Introduction by Robert Burley

Published on 03/01/ 2020

Photographic Journeys

This book tells the story of Phil Bergerson’s many photographic journeys. Most were taken by car, some with the specific purpose of making photographs, others sparked by his complementary obsessions: an intense curiosity about the world and a penchant for asking questions that, to put it mildly, could not be easily answered. During the more than four decades I’ve known and worked with Bergerson, I’ve been drawn into his expeditions with a kind of inevitability, and also with a guarantee of the shotgun seat beside him.

Even when I thought I knew where we were headed and why, I probably didn’t. Behind the wheel and elsewhere, Bergerson was first a photographer and a teacher, but also a cultural animateur and a guide: a person who took you on serpentine routes, pointing out things you would have otherwise missed. He was process personified; the destination was the journey, fuelled by the restless certainty he imparted to you that every interesting stop would invariably lead to a more interesting one a few miles down the road. At least I was smart enough then not to ask him if we were there yet.

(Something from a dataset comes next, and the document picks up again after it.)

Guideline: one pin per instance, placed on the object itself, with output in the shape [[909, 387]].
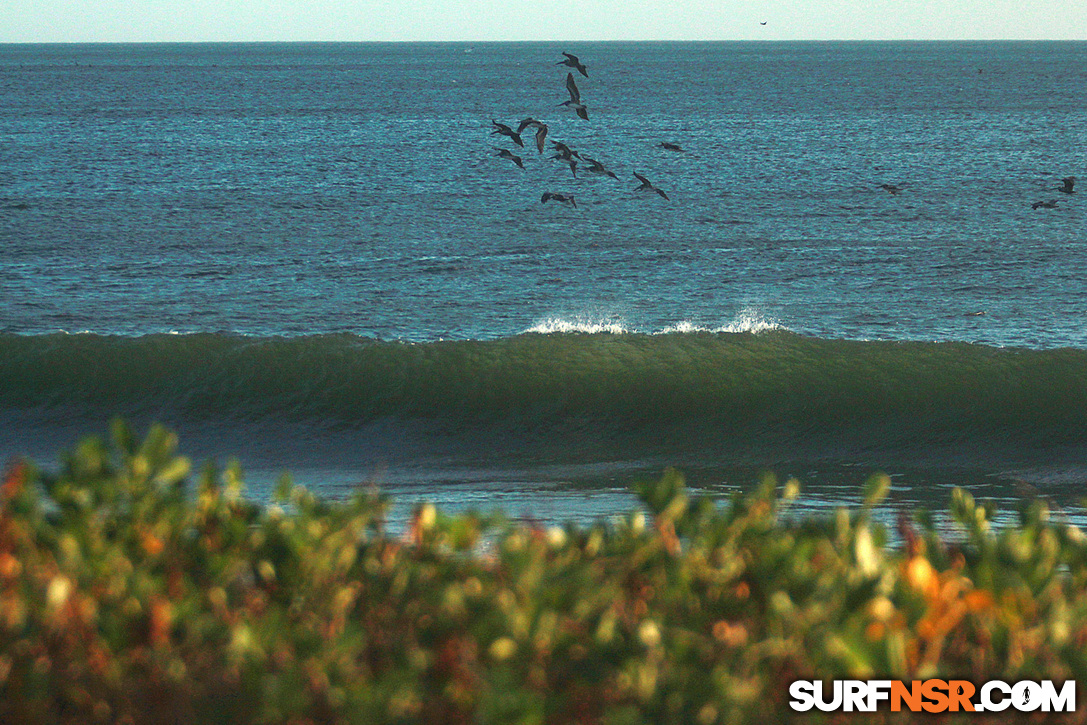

My first meeting with Bergerson the teacher was in the 1970s at Ryerson in Toronto, when I was a Photographic Arts student. At that time, the school was a committed polytechnic, and photography was primarily taught as a technical application, but one that increasingly encompassed expressive aspiration. Bergerson, then in his twenties, was already a prolific artist who was convinced that photography’s historic quest for art status was finally being realized.

Over the few short years I spent at Ryerson as an undergraduate, he introduced me to some of the greatest names working in the medium, not only through his slide lectures in class, but in the flesh, via the remarkable public symposia he organized. I had the opportunity to meet artists W. Eugene Smith, Berenice Abbott, Robert Frank and Mary Ellen Mark, among others. Later came the theorists: Rudolf Arnheim and Allan Sekula; historians: Peter Bunnell and Helmut Gernsheim; and curators: John Szarkowski and Nathan Lyons. Looking back at this extraordinary line- up, a photography Who’s Who, it occurs to me that I wasn’t only a student being mentored by Bergerson, I was along for a different kind of ride, his own experience of learning and discovery.

Twenty years after I graduated, I found myself inside Bergerson’s unique sphere again—this time teaching alongside him in what was now the School of Image Arts at Ryerson. His own skills as a teacher had become more focussed and eclectic at once. He continued to work out of a small, packed-to-the-rafters second-floor office that also served as a color darkroom.